Setting flowers in an offhand and easy manner is not simple. It takes a great deal of skill and training to be able to create a carefree illusion.
In just one flower or one leaf resides a multitude of possibilities.
Line and mass have to be created. That’s why it is important to work on and master both aspects.
Branches consist mostly of lines; both necessary and superfluous. In order to emphasize the necessary lines, you have to discard all the superfluous and conflicting ones.
Curves are the defining characteristic of all organic materials.
Above all it is important to remember that more flowers do not make for a more beautiful work.
The mystery of “less” is important. It is vital to take scissors in hand to cut and eliminate.
The more you use scissors, the more they become part of you.
Only those who enjoy something can learn about it.
We all have latent possibilities which remain dormant until some opportunity, like seeing someone else’s work, awakens them.

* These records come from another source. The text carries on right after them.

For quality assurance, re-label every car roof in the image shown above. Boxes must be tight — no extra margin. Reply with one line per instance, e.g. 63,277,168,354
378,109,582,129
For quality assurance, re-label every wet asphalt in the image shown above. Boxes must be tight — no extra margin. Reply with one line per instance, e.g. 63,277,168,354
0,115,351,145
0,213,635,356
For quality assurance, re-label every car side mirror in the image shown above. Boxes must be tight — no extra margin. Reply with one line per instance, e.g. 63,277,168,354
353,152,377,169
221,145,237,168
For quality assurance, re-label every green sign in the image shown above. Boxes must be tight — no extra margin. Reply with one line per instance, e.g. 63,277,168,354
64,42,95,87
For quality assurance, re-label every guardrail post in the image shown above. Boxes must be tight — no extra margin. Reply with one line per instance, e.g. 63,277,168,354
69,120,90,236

No matter what the artistic discipline, the key to improvement is contact with those who are more advanced than you.
There are many things you will never understand if you don’t participate in exhibitions.
You can profit greatly by showing your work to others.
Sometimes it is difficult to judge whether your own work is good or bad. Sometimes we become overconfident or other times we lose all confidence. Nonetheless, by showing you work, hearing what other students say and hearing what your teacher has to say can be extremely helpful building up your confidence.
Sometimes you get a sudden inspiration, or sometimes, you don’t know what you’re going to do until you begin working.
The highest expression of human nature is the joy of creating.
There is blessedness in crying for beauty.
There is blessedness in yearning for beauty.
There is blessedness in serving beauty.
There is blessedness in creating beauty.
Teshigahara Sofu (1900-1979)
Born in Tokyo as the eldest son of a traditional ikebana master, Sofu studied ikebana under his father before breaking away and creating the Sogetsu School. The Sogetsu style stresses individual creativity and experimentation over the set traditional forms and styles, and Sofu was able to expand ikebana from its traditional settings into contemporary spaces. His efforts helped increase ikebana’s popularity not only in Japan but throughout the world.